HISTORY OF O IN IBIZA ...
This newly created page is dedicated to little diving stories in Ibiza where I total more than 4000 scuba dives ... You will find here the best sites on the island served by local diving clubs as well as for adventurers allergic to professional structures, sites not accessible, some almost virgin ... but deep for the most part.
I start today with the story of the ghost sailboat, others will come quickly afterwards ...
Maybe one day I'll make a book out of it.
Thanks to Claude Lapeyre, even if he didn't do it on purpose, for making me want to write again ...
July 1992, it is seven o'clock in the evening, a 13-meter JOKER is heading peacefully towards the port of Ibiza. Her sails are swollen by the warm breeze that reigns at the end of the afternoon. Tired, dreamy from a long day in the sun on one of the beaches of Formentera, the captain of the boat did not see that he was heading straight for the reef of the shark fin, located to the north of Espardell Island.
It is too late when suddenly the terrible tearing of the hull against the sharp rock brings the boater back to reality. In a final maneuver he desperately tries to bring him back to the port of Ibiza ... But it is far too late, the fate of his boat has already been written ... Halfway between the island of Espardell and the old town, just in opposite the platja d'En Bossa, the dark ship. The crew has just enough time to get on their dinghy ...

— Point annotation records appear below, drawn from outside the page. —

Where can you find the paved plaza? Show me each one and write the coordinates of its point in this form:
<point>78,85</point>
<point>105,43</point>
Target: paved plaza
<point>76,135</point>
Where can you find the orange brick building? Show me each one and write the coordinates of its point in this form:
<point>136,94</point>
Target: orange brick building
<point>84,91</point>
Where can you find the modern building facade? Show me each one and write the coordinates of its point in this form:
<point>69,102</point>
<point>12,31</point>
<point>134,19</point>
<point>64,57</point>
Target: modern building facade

We are in February 2000, the water is cool this morning, barely 12 degrees, but the sun and the flat surface of the big blue already make us think of summer. The ghost sailboat is located right in the middle of the Formentera-Ibiza motorway. This is how we nickname the sea route that connects the two islands because in summer, speedboats and boats of all kinds shuttle at full speed, making any dive on the wreck perilous during the summer period. ..
It is therefore necessary to be patient and wait for the low season to explore this mystical sailboat which rests perfectly on a bottom of 48 meters, as if it was still sailing.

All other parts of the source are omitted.